The state-of-the art vessel tasked with finding missing Malaysia Airlines flight 370 mysteriously switched off its Automatic Identification System (AIS) for more than three days, sending some observers into meltdown.
Seabed Constructor's AIS was disabled on January 31 — exactly 10 days into the new search — and not reconnected until last night, leaving approximately 80 hours unnaccounted for.
Amateur aviation specialists and MH370 watchers have been charting Constructor's progress since it left Port of Durban on January 2 for the new search area, located just outside the previous 120sq km previously scoured along the 7th Arc.
The vessel has been contracted by Texas-based exploration company Ocean Infinity, which signed a "no cure, no pay" deal with the Malaysian Government which will see it receive more than $76 million if it finds the plane within 90 days.
But unlike its predecessors Fugro Equator, Fugro Discovery and Havila Harmony, whose progress was meticulously mapped via satellite by investigators, both amateur and professional, at their own expense, following the Constructor has proved more challenging.
It reached the new search on January 21 and trusted observers such as UK-based space scientist Richard Cole and US-based precision machinist Kevin Rupp were able to post regular maps to followers on Twitter, Facebook and Reddit.
But that changed last Wednesday when Constructor "went dark", sending everyone into a spin.
#MH370 Morning Update - Nothing new. Seabed Constructor is now over 15 hours without updating her AIS position. I will post as soon as anything changes
"I think that the AIS transmission from Constructor has been disabled. The question is whether this is finger-trouble by someone adjusting the AIS system settings ahead of departing for Fremantle, or deliberate action." Mr Cole posted in a subreddit dedicated to Seabed Constructor position updates.
Comparisons have also been made with the missing plane itself, which vanished from radar after its aircraft communications, addressing and reporting system (Acars) system was switched off less than an hour after taking off from Kuala Lumpur on March 8 2014.
The irony was not lost among MH370 watchers online, with one Reddit user commenting: "Rogue captain?" and another responding "If it starts pinging in the Malacca Strait that would be something."
As predicted some observers used the blackout as an opportunity to back more outlandish theories about Ocean Infinity's "back up plan" should they fail to find the missing Boeing 777.
Some speculated the Constructor took a secret detour to check out the wreckage of what is believed to be the S.V Inca, a Peruvian-built transport ship that vanished en route to Sydney more than 100 years ago.
In January 2016, MH370 search vessel Havila Harmony stumbled across the shipwreck almost four kilometres below the surface inside the 7th Arc, initially mistaking it for the plane's fuselage.
S.V Inca was last seen on March 10, 1911 when it set sail from Callao, Peru bound for Sydney.
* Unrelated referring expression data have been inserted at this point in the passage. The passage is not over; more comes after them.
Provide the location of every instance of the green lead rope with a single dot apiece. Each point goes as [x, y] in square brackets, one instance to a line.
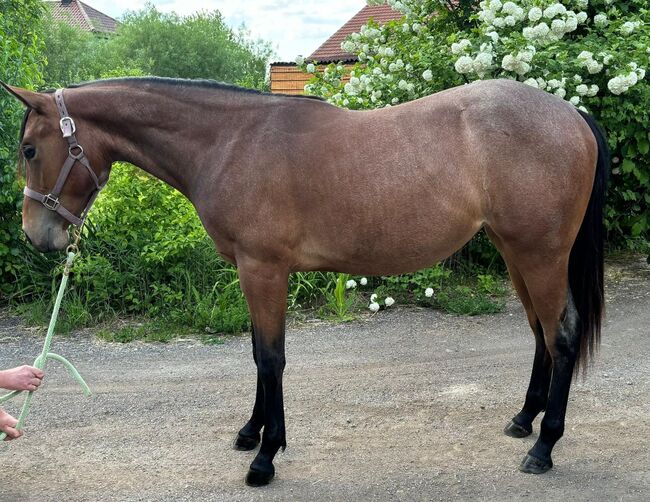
[46, 354]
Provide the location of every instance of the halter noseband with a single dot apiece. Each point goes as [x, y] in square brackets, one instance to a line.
[75, 154]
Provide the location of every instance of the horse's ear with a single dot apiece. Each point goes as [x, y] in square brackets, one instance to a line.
[31, 99]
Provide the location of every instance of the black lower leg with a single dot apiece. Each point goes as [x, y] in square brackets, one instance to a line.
[274, 437]
[537, 394]
[565, 351]
[249, 436]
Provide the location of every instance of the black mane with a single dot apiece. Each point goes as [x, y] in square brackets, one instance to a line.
[182, 82]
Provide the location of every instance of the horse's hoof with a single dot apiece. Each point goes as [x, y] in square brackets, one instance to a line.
[514, 430]
[246, 443]
[259, 478]
[533, 465]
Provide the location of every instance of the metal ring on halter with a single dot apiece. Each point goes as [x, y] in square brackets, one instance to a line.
[51, 202]
[78, 155]
[62, 122]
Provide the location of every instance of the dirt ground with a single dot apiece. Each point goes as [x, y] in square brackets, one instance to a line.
[408, 404]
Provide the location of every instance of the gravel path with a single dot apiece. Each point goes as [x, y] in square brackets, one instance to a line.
[408, 404]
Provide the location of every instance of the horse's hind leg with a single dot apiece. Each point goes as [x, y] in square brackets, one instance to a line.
[553, 303]
[521, 424]
[249, 436]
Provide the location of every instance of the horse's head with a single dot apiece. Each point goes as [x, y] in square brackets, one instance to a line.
[62, 179]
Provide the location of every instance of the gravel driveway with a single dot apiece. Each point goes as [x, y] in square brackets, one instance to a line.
[407, 404]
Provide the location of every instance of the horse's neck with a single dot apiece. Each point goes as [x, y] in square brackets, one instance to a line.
[167, 133]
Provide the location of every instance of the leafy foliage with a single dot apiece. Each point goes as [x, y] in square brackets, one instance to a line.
[591, 53]
[167, 45]
[20, 64]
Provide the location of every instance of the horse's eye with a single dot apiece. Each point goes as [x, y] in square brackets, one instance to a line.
[29, 151]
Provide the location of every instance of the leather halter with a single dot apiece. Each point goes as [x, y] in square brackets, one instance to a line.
[75, 154]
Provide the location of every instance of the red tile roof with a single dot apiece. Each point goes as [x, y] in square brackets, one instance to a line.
[82, 16]
[331, 50]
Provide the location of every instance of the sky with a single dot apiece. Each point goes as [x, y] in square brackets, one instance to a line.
[293, 27]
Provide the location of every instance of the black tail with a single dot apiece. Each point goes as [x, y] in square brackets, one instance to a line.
[586, 260]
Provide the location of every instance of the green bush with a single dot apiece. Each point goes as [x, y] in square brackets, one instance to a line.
[592, 53]
[20, 64]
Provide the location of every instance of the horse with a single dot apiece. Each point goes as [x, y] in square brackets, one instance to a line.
[285, 184]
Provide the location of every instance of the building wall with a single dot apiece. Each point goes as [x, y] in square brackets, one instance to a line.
[287, 78]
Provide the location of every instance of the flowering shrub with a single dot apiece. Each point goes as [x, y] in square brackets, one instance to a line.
[592, 53]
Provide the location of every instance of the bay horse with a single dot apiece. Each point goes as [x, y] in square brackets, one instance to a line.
[285, 184]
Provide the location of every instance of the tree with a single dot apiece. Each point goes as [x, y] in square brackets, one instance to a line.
[20, 64]
[197, 46]
[591, 53]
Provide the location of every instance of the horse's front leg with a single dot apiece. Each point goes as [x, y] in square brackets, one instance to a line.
[249, 436]
[265, 288]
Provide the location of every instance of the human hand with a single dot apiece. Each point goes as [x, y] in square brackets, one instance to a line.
[8, 426]
[21, 378]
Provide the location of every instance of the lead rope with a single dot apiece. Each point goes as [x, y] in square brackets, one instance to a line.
[72, 252]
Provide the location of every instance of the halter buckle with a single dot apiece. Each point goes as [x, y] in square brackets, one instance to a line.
[51, 202]
[68, 127]
[76, 148]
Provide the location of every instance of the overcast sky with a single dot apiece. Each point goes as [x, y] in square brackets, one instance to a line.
[293, 27]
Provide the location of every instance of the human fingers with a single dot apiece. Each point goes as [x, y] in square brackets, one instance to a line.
[37, 373]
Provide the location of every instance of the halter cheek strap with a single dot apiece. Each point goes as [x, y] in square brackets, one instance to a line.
[75, 155]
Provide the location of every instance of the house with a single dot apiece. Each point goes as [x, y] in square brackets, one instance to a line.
[287, 78]
[83, 16]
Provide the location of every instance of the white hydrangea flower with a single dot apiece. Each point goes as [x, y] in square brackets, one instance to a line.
[593, 90]
[601, 20]
[554, 10]
[495, 5]
[582, 90]
[532, 82]
[617, 85]
[464, 64]
[457, 48]
[494, 36]
[629, 27]
[594, 66]
[558, 26]
[482, 62]
[585, 56]
[348, 46]
[571, 24]
[535, 14]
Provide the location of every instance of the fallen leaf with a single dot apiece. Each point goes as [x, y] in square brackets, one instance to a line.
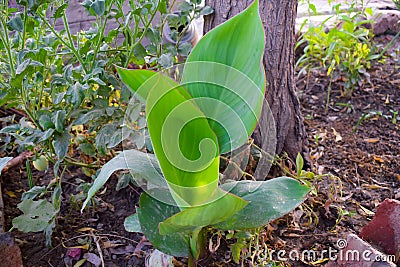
[371, 140]
[338, 137]
[11, 194]
[74, 253]
[387, 101]
[86, 229]
[93, 259]
[318, 262]
[364, 209]
[85, 247]
[375, 186]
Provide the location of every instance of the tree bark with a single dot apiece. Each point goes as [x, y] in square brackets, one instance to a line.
[279, 19]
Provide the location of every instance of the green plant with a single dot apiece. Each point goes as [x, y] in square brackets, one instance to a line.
[65, 87]
[191, 124]
[344, 51]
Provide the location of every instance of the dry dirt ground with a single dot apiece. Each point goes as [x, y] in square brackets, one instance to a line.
[363, 158]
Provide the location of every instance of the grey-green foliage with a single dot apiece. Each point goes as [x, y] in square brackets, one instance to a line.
[66, 83]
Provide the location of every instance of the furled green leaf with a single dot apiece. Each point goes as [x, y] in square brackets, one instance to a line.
[3, 162]
[139, 163]
[183, 141]
[132, 224]
[134, 80]
[219, 210]
[224, 71]
[269, 200]
[36, 217]
[151, 213]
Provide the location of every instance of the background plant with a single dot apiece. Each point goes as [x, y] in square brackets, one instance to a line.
[72, 101]
[345, 51]
[191, 124]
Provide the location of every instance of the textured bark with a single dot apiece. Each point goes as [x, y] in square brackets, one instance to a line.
[279, 18]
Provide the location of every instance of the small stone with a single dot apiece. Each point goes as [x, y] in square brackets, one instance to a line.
[384, 229]
[10, 254]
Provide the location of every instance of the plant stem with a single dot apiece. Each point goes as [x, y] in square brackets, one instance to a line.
[81, 164]
[98, 45]
[72, 45]
[191, 261]
[146, 27]
[5, 40]
[60, 38]
[24, 31]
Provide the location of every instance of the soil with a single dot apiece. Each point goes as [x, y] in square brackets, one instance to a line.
[363, 163]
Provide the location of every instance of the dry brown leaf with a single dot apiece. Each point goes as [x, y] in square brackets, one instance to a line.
[371, 140]
[375, 186]
[338, 137]
[85, 247]
[11, 194]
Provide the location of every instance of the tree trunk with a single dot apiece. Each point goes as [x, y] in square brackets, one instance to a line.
[279, 19]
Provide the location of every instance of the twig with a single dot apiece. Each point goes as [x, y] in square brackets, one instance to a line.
[96, 239]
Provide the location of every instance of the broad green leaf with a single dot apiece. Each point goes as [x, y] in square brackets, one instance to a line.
[151, 213]
[219, 210]
[224, 71]
[134, 80]
[269, 200]
[36, 217]
[139, 163]
[3, 162]
[132, 224]
[183, 142]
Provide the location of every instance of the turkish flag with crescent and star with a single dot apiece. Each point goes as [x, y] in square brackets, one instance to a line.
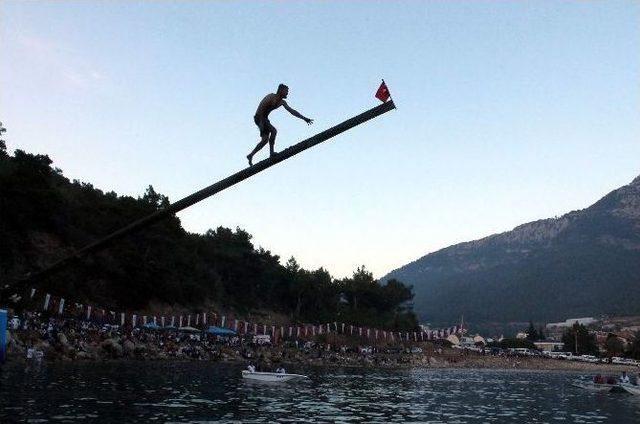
[383, 92]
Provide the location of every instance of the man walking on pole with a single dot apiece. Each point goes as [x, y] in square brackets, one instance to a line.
[267, 131]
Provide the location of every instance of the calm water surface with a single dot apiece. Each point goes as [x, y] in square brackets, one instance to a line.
[204, 392]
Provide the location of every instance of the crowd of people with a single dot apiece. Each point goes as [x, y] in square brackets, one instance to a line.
[35, 335]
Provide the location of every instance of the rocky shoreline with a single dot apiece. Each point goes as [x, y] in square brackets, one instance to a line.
[123, 348]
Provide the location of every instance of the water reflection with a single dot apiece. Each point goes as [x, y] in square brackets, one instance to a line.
[202, 392]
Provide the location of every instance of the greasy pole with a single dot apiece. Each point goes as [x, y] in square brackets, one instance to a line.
[218, 187]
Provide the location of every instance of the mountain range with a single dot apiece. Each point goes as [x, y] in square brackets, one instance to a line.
[584, 263]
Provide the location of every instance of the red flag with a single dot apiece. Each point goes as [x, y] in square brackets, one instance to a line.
[383, 92]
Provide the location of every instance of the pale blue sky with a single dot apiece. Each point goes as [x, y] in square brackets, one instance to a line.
[507, 112]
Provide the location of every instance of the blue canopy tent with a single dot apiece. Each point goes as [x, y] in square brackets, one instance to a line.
[219, 331]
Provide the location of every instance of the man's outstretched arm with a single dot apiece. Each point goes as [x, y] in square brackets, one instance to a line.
[296, 113]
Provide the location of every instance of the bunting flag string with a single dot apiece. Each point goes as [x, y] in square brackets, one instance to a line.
[60, 306]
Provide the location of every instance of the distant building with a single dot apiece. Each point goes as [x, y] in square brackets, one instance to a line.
[570, 322]
[453, 339]
[478, 339]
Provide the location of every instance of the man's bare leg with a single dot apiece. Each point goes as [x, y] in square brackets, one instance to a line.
[260, 145]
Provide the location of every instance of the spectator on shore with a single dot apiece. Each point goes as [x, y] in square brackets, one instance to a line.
[624, 379]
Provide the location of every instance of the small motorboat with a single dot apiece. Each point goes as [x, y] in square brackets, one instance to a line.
[595, 387]
[271, 376]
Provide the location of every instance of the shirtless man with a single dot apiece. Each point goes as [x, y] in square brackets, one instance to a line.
[267, 131]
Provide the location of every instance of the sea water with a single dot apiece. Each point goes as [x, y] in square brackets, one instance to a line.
[202, 392]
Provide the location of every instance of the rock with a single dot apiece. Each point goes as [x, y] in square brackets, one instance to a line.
[112, 347]
[129, 347]
[62, 339]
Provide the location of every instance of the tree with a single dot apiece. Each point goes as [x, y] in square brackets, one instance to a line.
[586, 342]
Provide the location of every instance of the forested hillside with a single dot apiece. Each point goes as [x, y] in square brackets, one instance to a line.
[44, 217]
[584, 263]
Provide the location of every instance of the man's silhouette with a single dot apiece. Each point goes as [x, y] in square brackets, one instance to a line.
[267, 131]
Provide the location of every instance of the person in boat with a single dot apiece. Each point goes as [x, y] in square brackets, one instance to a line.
[268, 132]
[624, 379]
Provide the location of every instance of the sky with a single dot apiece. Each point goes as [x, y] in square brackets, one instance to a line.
[507, 112]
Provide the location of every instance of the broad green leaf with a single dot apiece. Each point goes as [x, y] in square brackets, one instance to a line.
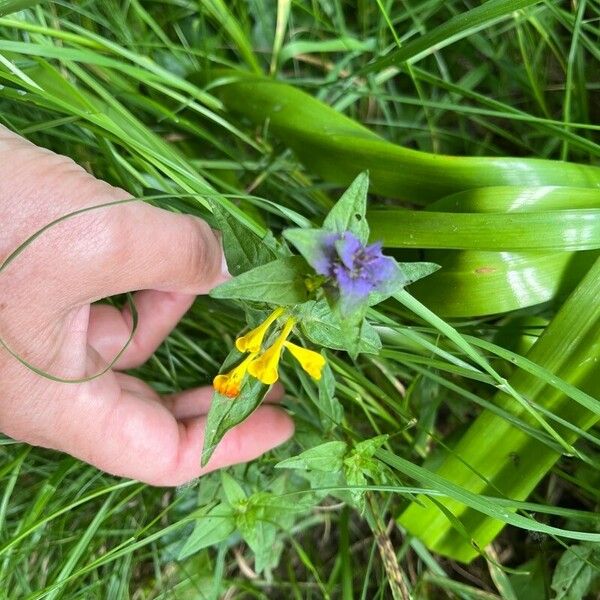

There has been speculation about what cargo the vessel may have been carrying and inevitable chatter about sunken treasure.
Last night Seabed Constructor turned its AIS back on and is currently making its way to Perth in Western Australia, where she is scheduled to dock at Fremantle on February 8.
Ocean Infinity is expected to given another update on the progress of the search late this week but it's anyone's guess if it will explain why it disabled its tracking system for such a long period of time.
#MH370 My morning update. Seabed Constructor is back on AIS and on her way to Fremantle. She is due in on the 8th and is scheduled for AusMarine Complex 4. Kind of a bummer, I had hoped to see her on the harbor webcams. pic.twitter.com/7gbnQ4NrNS
Aviation journalist and documentary maker Jeff Wise has been critical of the new search in his blog, which has followed the mystery of MH370 since in vanished en route to Beijing from Kuala Lumpur on March 8, 2014 with 239 people on board.
Mr Wise was an original member of the independent Group (IG) of investigators who advised the Australian Transport Safety Bureau (ATSB) led search for MH370 but left after falling out with other members over the plane's fate.
"Before the release of this new report, Malaysia hadn't signalled that it would be issuing updates on the search progress, let alone regular weekly ones, so its appearance is a welcome development," Mr Wise wrote in response to the report last week.
"The report notes that first section of the search, namely the outermost portion of the Primary Search Area, has been completed without finding any wreckage. This section had previously been identified by Australian scientists as the most likely endpoint for MH370's flight.
"As I write this, the scan of the innermost section of the Primary Search Area has been completed, but the assessment has not yet been released. However, the fact that Seabed Constructor has moved on to another area suggests that probably nothing was found there, either. A big caveat: we don't really know how long it takes the search team to assess the data collected during each pass.
"A failure to find any wreckage in the Primary Search Area would come as a disappointment to David Griffin and his team at Australia's CSIRO, who declared in a June, 2017 report that after analysing satellite imagery and drift patterns "we think it is possible to identify a most-likely location of the aircraft, with unprecedented precision and certainty." The report specified three target points, all located within the Primary Search Area."
Seabed Constructor is expected to dock in Freemantle to refuel and top up supplies before returning to the search area.